Leeds United fans hope Massimo Cellino will sell them club for £30m
- Published
Leeds chairman Massimo Cellino will sell his majority stake in the club for £30m, according to Leeds Fans United chief executive Dylan Thwaites.
Cellino announced on Friday that he was willing to agree a takeover with supporters and forgo any profit.
"Massimo invited us to buy his majority stake and has agreed to sell to us at cost, at the money he has put into the club," Thwaites told BBC Radio Leeds.
"If we look at Companies House there's certainly £30m or so of new equity."
He added: "There might be other agreements and investments that will be found in due diligence and that is all auditable.
"We'll be left with a figure that is a maximum amount we will be paying for Leeds United and that is not a negotiable figure, it is an audited one."
Leeds Fans United was set up in April with the aim of raising £10m to buy a minority stake in the club and secure representation on the board.
Despite the requirement to now raise three times that amount, Thwaites is confident the group can proceed with the takeover.
"There are four tiers," he said. "The first tier is the community benefit society and we had a big surge in people investing in that in the last three days.
"The next tier is high-net-worth, wealthy Leeds fans investing into Leeds Fans United.
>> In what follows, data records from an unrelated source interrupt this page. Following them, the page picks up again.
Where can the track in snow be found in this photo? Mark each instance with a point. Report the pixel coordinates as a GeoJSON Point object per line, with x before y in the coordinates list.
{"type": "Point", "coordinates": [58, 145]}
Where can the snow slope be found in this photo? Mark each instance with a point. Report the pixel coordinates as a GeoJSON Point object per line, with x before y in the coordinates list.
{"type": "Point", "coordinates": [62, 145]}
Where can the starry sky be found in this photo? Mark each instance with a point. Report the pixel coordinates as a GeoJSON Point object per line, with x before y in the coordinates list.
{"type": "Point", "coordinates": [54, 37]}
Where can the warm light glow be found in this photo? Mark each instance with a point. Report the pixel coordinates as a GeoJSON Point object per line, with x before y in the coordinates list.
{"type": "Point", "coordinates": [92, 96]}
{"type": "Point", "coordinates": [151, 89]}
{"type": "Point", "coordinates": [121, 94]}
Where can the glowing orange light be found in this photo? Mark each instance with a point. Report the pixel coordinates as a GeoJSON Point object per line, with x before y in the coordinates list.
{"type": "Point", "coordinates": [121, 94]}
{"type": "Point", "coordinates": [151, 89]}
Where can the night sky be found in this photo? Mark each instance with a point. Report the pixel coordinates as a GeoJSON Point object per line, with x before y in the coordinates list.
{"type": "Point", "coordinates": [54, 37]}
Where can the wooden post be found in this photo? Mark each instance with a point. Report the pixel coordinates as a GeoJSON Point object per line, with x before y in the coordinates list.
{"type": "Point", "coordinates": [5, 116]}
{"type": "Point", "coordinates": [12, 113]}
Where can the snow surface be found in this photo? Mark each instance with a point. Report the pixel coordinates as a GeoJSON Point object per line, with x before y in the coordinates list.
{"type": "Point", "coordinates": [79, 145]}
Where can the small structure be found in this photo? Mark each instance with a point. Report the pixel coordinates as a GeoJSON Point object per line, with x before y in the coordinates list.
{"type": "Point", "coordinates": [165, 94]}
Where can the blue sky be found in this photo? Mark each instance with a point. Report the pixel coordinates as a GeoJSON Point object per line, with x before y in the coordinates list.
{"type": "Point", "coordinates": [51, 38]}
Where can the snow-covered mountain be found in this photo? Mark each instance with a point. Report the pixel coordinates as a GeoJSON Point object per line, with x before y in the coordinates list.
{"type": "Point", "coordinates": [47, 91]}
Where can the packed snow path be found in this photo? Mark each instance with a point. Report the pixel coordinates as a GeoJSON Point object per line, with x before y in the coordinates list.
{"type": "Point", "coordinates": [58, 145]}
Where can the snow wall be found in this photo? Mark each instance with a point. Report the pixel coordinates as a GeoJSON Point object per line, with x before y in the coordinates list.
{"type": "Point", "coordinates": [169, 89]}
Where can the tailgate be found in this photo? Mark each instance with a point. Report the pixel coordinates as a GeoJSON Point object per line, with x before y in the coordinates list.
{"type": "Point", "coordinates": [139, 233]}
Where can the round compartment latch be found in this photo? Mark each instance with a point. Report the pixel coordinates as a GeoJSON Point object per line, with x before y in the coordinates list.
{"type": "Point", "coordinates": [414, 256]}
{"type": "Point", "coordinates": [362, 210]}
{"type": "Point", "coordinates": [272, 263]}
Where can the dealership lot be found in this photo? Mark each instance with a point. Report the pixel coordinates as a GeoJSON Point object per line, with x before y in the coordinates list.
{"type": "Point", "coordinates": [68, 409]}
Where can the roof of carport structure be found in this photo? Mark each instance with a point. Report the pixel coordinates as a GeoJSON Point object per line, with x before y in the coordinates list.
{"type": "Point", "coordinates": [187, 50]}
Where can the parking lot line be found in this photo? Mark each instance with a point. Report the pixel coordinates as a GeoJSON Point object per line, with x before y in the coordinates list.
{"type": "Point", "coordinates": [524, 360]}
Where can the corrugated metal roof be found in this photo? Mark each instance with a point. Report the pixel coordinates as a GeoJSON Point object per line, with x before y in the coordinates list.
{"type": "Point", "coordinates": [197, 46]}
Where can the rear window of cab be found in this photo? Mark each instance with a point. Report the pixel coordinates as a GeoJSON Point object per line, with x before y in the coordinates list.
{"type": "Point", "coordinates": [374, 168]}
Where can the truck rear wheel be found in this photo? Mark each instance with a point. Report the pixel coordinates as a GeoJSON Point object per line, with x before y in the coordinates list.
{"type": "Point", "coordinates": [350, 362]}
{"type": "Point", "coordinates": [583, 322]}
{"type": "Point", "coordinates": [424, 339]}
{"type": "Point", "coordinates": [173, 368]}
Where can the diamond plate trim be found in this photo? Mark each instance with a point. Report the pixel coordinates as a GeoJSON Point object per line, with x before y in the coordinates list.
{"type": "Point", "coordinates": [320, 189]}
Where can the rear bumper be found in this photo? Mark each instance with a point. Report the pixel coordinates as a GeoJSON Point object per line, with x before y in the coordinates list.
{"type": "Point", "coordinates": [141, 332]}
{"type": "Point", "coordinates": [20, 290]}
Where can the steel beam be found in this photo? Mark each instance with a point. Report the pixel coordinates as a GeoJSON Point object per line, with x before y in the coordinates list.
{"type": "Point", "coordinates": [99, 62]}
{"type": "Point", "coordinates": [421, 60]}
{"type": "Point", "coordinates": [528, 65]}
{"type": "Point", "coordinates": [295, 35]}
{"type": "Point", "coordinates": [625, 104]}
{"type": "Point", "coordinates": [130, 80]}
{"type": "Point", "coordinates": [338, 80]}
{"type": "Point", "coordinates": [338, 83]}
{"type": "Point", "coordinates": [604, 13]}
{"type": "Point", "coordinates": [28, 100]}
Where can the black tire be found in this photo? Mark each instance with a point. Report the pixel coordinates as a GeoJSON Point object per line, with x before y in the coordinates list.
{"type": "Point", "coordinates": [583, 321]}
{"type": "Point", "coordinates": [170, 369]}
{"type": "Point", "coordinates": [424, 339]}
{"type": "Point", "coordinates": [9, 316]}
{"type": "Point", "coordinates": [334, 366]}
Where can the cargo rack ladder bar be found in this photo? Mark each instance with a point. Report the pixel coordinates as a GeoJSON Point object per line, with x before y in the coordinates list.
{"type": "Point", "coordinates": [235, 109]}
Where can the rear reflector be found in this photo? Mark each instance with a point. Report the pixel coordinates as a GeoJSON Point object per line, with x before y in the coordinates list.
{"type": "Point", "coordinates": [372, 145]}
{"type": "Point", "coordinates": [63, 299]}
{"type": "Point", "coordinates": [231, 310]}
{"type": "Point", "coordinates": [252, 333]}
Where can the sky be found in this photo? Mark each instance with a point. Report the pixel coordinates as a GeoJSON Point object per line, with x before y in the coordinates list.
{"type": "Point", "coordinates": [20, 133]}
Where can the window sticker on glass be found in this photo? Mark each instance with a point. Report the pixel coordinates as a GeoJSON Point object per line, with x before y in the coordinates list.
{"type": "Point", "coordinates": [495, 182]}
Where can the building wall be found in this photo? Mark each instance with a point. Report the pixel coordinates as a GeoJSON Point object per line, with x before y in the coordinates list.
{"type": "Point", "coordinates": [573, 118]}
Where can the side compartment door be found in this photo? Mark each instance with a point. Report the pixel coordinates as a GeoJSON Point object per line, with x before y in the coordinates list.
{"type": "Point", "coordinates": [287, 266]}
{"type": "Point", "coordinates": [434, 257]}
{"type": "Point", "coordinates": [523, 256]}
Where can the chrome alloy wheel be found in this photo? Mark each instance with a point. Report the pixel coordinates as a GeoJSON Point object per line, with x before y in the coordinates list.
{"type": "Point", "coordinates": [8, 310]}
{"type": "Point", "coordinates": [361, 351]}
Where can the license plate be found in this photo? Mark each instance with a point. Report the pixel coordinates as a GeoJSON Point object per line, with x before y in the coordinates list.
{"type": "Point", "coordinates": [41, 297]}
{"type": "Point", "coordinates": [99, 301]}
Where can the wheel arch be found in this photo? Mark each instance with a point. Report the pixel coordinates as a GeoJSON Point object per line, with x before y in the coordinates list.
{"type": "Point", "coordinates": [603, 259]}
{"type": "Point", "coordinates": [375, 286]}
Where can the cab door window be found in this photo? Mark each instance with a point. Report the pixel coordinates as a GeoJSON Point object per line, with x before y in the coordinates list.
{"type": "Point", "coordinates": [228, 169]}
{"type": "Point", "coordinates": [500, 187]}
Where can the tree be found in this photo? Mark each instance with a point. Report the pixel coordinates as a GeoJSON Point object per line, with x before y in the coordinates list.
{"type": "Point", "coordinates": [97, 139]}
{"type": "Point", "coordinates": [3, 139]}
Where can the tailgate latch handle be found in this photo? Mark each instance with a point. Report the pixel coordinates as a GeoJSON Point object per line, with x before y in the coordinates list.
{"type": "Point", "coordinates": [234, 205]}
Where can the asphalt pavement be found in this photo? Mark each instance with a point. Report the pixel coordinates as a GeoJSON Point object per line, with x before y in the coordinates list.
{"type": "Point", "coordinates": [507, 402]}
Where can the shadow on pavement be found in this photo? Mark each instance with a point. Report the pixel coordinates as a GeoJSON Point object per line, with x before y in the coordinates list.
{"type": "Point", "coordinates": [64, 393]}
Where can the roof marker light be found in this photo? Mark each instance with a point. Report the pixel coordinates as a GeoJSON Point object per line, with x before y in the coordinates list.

These can be in sums of hundreds of thousands or millions. We've had an astonishing number of people come forward in the last few days to do this.
"If we're still at a shortfall then we have a great debt scheme to bring debt to the club but that debt would be from Leeds fans. The debt payments would be interest-free and would be deferred until we got into the Premier League.
"The final tier would be to go to institutional investors to make up the gap if we needed to."
Leeds, who are 19th in the Championship, host Cardiff City on Tuesday.